# bizzare or exotic medieval vocal music of choice ?



## deprofundis (Apr 25, 2014)

Well *Mozarabic Chants *was so odd, like a mix of tradition between european and moorish tribes, since this is music from southern spain al-andalous.So the result of all of this is mystical blend of occident meet orient.

The way they sing is kind of unusual and foreign sounding may i dare say exotic.What a strange music
we have here.

What can i says im looking for odd music and like exotism in medieval classic genra, so this is my cup of tea.Well speaking of tea i will be enjoying a twinings ''vanilla Chai'' flavored tea.It will fit whit the moment.

You guys heard this album , im mind blownen what about you guys.I never been so trill by an album since* Le graduel d'Aliénor de Bretagne *.

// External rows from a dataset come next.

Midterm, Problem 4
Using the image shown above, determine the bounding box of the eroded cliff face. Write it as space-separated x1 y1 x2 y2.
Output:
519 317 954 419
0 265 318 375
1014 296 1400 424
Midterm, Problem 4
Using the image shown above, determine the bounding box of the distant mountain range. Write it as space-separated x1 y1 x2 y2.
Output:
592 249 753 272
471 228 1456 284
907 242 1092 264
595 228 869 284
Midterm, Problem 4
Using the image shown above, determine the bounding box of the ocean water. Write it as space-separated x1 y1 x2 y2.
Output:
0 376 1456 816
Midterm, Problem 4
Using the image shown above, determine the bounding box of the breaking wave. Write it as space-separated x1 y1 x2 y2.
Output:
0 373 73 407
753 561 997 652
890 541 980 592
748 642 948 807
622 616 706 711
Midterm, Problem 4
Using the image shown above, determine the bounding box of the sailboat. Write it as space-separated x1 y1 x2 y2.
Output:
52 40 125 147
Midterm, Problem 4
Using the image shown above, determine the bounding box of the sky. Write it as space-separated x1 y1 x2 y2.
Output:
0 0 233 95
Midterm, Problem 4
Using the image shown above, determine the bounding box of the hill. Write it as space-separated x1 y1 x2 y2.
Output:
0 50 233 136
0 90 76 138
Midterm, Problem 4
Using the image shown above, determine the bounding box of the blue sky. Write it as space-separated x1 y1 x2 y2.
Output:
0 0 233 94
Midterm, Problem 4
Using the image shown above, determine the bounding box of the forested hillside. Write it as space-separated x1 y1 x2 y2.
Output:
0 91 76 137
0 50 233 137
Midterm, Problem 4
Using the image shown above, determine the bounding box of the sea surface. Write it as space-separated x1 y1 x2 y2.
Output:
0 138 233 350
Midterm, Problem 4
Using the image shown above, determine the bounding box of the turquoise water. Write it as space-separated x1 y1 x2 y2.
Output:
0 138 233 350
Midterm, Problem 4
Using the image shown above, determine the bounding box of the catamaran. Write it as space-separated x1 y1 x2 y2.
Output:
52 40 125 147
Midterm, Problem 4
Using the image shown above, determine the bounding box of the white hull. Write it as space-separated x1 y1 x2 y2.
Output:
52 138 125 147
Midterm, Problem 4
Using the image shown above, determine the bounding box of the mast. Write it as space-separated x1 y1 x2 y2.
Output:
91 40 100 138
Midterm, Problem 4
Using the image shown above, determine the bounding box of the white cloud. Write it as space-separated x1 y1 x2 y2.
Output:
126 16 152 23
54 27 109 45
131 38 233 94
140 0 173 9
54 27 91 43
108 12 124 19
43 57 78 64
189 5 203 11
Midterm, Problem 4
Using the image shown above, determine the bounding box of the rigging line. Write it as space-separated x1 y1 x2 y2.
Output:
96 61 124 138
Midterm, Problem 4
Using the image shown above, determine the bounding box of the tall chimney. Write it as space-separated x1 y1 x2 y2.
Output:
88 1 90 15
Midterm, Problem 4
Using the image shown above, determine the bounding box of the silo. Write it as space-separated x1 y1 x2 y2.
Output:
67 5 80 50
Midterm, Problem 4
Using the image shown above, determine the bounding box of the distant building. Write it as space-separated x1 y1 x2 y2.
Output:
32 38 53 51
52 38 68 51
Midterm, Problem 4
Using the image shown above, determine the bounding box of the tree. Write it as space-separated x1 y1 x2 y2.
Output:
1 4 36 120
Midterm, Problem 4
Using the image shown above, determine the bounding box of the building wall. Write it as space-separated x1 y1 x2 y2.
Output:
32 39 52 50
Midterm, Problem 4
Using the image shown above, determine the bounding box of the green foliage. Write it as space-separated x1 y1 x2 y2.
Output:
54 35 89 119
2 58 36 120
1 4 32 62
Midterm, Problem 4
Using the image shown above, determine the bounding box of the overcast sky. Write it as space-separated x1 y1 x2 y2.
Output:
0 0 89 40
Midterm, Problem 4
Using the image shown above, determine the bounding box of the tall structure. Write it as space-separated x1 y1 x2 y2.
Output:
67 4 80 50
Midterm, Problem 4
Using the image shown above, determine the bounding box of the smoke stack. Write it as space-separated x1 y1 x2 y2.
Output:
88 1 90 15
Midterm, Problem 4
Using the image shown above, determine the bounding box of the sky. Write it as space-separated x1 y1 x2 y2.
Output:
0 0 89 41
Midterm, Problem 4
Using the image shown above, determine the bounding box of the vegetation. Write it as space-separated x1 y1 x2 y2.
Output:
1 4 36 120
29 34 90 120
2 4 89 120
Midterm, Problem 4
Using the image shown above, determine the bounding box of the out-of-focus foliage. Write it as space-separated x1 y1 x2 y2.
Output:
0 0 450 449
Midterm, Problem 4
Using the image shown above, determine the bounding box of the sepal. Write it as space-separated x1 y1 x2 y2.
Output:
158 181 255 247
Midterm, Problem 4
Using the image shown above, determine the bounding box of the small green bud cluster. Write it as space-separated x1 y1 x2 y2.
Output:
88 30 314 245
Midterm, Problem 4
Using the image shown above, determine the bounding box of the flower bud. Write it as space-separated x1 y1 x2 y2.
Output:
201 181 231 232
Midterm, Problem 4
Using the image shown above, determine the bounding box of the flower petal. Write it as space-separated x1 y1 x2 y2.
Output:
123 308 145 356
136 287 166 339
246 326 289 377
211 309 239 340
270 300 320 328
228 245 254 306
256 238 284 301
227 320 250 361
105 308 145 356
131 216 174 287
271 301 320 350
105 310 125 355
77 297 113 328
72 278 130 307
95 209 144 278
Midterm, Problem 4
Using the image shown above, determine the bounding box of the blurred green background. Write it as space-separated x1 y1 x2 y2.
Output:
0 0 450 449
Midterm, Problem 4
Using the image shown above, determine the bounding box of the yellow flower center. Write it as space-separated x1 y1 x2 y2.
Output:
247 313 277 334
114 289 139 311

Have a nice day or night whatever suit you :tiphat:


----------



## Il_Penseroso (Nov 20, 2010)




----------



## deprofundis (Apr 25, 2014)

woaw Alfonso X El sabio one of the greatest spanish composer of medieval lore, i have another version of this but i would love to get the naxos, but im afraid it's out of print, ensemble unicorn on this cd most be mind blowing.


----------



## Il_Penseroso (Nov 20, 2010)

deprofundis said:


> woaw Alfonso X El sabio one of the greatest spanish composer of medieval lore, i have another version of this but i would love to get the naxos, but im afraid it's out of print, ensemble unicorn on this cd most be mind blowing.


Great ensemble, great Countertenor performance (Bernhard Landauer)


----------